Never underestimate the power of positive pomposity.
The above hissed in response by: Dafydd ab Hugh at May 16, 2007 5:14 PM
The following hissed in response by: Dafydd ab Hugh
Any overs or unders as to when our heros will get the money. I say a Bill is ready by next Thursday.
Oh no, they'll kick the gong around a while longer and will make at least two more half-witted attempts -- I'm sorry, I misspoke: I meant to say half-hearted attempts to mandate defeat. Only then will enough Democrats join nearly all the Republicans to pass a funding bill that includes benchmarks that are advisory only.
(The first one they'll pass before that, I think -- probably early next week -- will be benchmarks pegged to troop withdrawals, but giving Bush the option to overrule withdrawal by certifying that the Iraqis are trying really, really hard. Bush will confound the Democrats and RINOs by casting yet another veto instead.)
The above hissed in response by: Dafydd ab Hugh at May 16, 2007 5:27 PM
The following hissed in response by: yonason
". . . were he [Dinghy Harry] to retire to a life of religious study and monkdom." -- Dafydd
Do they even have monks? (I am restraining myself (so much it almost hurts) from saying the obvious.
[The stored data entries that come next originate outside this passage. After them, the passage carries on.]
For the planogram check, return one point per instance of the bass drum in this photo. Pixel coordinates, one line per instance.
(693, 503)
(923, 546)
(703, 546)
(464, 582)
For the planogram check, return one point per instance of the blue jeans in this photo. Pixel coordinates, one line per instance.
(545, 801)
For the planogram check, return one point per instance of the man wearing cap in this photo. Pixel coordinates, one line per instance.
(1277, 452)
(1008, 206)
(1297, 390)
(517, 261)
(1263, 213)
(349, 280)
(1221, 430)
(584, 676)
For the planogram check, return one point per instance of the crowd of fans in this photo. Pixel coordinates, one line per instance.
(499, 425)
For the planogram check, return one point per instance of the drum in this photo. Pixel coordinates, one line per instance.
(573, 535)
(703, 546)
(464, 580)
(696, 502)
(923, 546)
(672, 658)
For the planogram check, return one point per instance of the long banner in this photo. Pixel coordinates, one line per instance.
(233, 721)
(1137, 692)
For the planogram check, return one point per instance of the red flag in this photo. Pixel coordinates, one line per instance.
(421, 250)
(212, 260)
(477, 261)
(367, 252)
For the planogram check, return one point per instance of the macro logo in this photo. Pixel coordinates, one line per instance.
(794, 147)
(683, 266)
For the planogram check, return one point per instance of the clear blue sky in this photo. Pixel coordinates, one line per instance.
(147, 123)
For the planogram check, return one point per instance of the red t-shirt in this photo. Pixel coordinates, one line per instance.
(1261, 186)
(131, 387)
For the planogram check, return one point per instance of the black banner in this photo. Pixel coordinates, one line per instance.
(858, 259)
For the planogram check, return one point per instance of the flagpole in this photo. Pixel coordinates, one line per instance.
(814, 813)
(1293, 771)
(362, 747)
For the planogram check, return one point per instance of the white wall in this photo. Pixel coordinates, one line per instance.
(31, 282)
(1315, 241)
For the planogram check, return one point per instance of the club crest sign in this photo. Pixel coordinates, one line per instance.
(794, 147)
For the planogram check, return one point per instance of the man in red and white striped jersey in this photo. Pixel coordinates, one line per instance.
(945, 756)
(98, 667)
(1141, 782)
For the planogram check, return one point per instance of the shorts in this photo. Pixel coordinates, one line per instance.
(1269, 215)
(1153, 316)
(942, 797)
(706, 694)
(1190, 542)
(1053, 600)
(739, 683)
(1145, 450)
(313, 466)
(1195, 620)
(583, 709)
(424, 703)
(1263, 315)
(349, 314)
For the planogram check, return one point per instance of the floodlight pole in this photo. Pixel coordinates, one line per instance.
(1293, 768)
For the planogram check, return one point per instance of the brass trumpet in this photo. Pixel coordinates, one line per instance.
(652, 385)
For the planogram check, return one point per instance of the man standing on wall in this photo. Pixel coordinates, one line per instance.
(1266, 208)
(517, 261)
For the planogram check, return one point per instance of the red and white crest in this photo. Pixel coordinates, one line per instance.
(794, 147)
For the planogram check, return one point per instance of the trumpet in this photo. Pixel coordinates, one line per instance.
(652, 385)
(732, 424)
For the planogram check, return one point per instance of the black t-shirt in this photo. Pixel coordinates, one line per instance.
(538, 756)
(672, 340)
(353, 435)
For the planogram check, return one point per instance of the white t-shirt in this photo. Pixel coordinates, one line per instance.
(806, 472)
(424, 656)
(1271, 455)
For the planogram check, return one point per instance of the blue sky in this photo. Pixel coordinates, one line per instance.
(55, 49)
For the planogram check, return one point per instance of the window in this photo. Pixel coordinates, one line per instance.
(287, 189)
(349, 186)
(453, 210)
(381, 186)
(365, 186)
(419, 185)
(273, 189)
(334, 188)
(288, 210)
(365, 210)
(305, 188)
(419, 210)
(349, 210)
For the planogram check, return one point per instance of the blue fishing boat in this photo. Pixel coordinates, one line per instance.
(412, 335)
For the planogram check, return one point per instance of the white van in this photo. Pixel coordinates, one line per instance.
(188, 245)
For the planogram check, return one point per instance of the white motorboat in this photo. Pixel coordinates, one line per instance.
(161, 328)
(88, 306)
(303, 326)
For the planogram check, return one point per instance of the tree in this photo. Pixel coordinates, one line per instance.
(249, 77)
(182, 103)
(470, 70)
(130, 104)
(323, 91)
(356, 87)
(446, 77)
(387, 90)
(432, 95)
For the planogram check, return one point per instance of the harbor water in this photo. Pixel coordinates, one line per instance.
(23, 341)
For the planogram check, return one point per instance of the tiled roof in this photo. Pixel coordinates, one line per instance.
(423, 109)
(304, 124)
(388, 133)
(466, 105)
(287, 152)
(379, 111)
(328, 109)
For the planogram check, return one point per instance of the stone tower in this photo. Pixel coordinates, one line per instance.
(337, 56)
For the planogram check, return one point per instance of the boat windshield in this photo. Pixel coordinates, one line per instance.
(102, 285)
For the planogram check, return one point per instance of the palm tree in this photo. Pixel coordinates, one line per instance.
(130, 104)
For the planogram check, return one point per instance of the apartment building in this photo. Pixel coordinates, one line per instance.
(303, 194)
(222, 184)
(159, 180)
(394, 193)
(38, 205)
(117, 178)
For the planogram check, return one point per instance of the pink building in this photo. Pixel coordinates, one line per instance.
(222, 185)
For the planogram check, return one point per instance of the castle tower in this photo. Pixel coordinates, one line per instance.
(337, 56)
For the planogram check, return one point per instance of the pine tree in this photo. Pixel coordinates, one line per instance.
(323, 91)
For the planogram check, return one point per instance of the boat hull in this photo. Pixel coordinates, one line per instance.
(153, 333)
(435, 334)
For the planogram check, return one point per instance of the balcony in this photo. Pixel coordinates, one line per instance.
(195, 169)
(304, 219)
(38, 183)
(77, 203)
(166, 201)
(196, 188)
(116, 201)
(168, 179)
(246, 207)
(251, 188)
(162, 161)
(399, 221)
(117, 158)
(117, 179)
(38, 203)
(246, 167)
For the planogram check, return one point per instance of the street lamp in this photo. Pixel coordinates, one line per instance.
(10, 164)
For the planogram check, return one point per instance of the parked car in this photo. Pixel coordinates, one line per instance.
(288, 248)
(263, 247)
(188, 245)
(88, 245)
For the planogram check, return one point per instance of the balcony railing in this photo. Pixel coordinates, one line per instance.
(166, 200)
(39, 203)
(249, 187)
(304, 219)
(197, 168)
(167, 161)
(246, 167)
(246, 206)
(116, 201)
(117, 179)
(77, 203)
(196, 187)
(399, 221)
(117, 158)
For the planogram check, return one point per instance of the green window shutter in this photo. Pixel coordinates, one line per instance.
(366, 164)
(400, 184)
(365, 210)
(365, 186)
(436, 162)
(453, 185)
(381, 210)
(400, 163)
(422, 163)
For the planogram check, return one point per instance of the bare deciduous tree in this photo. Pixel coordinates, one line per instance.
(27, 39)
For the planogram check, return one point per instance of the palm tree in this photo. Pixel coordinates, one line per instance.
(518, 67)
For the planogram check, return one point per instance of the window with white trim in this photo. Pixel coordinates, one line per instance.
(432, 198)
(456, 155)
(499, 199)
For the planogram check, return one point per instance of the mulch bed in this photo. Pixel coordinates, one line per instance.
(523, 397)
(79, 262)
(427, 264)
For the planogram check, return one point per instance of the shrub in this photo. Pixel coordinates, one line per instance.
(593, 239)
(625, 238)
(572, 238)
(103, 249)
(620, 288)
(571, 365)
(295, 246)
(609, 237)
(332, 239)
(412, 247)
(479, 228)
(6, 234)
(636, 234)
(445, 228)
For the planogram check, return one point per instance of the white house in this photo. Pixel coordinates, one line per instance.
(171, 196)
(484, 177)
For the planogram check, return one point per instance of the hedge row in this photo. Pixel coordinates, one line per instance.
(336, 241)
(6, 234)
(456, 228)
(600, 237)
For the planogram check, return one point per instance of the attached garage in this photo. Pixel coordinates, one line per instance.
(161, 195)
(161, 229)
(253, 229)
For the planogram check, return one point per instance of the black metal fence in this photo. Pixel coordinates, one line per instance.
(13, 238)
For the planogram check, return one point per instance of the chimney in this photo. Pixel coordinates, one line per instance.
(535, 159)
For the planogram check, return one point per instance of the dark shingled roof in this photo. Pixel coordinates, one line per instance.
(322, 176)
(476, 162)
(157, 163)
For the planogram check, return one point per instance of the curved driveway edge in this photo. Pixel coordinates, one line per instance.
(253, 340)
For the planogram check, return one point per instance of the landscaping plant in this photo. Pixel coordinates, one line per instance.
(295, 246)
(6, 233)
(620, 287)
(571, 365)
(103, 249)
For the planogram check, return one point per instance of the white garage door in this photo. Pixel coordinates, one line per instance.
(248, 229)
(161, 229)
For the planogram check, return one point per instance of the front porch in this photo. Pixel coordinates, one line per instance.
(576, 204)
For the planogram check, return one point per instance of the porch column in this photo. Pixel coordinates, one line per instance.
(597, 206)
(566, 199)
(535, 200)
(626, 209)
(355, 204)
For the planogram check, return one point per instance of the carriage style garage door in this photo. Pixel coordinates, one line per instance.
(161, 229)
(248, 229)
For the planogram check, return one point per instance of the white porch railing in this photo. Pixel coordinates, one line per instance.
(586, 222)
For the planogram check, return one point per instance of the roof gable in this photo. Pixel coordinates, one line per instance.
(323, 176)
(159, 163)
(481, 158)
I hope you appreciate that).
So why does he let the MSM get away with slandering Romney for his Mormonship? Reid is a sleeze, and not because he's a Mormon, either. Of course, that does leave me at a loss to explain the pride some of them seem to take in him. Probably just a local phenomenon?
btw, that article talks about how close he came to dropping out of college, about which he is quoted as saying "I'm sorry to admit now I would have quit," Reid said. "I think I was looking for a way out."
Looks like he never stopped, and now he's found a way to have others do his quitting for him. What a guy!
The following hissed in response by: brutepcm
This is all a pleasant delusion. Remember it fondly when the People's State of Aztlan surrenders to the Taliban.
After Iran bombs us back to the stone age.
(Subtle clues that I have lost all confidence in the electoral process, the Presidential candidates, and the current Congress.)
The following hissed in response by: habu
A tour de force in poitical writing. It put a nice smile on my face. Bravo
The following hissed in response by: Pam
Dafydd, you're kidding me, right! UGH! So, we're talking June and the not yet Surge, Surge is beginning at the end of this month.